That you can bound 1/a_n above and below by a constant multiple of 1/n gives you a comparison in BOTH directions.

[superprismatic]

The sum actually converges. Now, can someone prove that? By the way, although I can prove convergence, I have no idea what it converges to!

[superprismatic]

It converges to something less than 90.

[Guest]

I would guess it converges.

heres why: as numbers begin to have more and more digits, the probability that they will have a zero in them approaches one. in fact, the probability is 1-(9/10)^n where n is the number of digits.

if i had to guess what it converged to, i would guess about 80. (I'm not going to give my reasoning for this because it is so convoluted that it would be rather embarrassing...)

[Guest]

I would guess it converges.

heres why: as numbers begin to have more and more digits, the probability that they will have a zero in them approaches one. in fact, the probability is 1-(9/10)^n where n is the number of digits.

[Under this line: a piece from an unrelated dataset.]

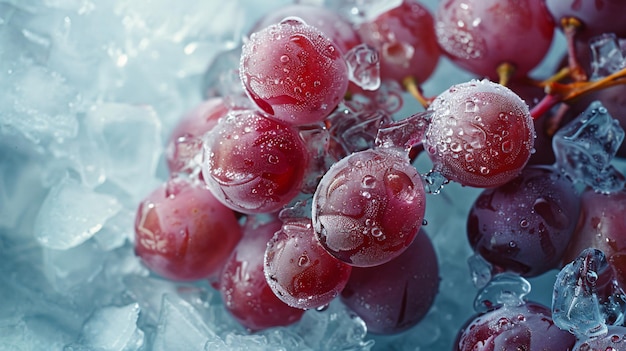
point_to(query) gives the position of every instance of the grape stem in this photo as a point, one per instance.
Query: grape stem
(571, 26)
(411, 85)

if i had to guess what it converged to, i would guess about 80. (I'm not going to give my reasoning for this because it is so convoluted that it would be rather embarrassing...)

the number of digits in an integer = floor(log₁₀n), but i have no idea how to incorporate a floor function into an infinite sum... unless it is mathematically sound to say x-1>floor(x)

[superprismatic]

My explanation that the sum converges:

There are 9^k positive integers not containing

a zero which are k digits long (for each of the

k positions, we can use any of the nine digits

from 1 to 9). Each one of these numbers is

greater than or equal to 10^k-1. So, the

reciprocal of each of these numbers is less

than or equal to 1/10^k-1. So the

contribution of k-digit numbers to our sum is

less than or equal to 9^k/10^k-1. Thus,

∞..............∞

Σ (1/a_n) ≤ Σ 9×(9/10)^k-1 = 90

n=1.........k=1

Note: I'm using periods in the last formula

above only to keep things aligned -- they

have no meaning. Just consider them to be

white space.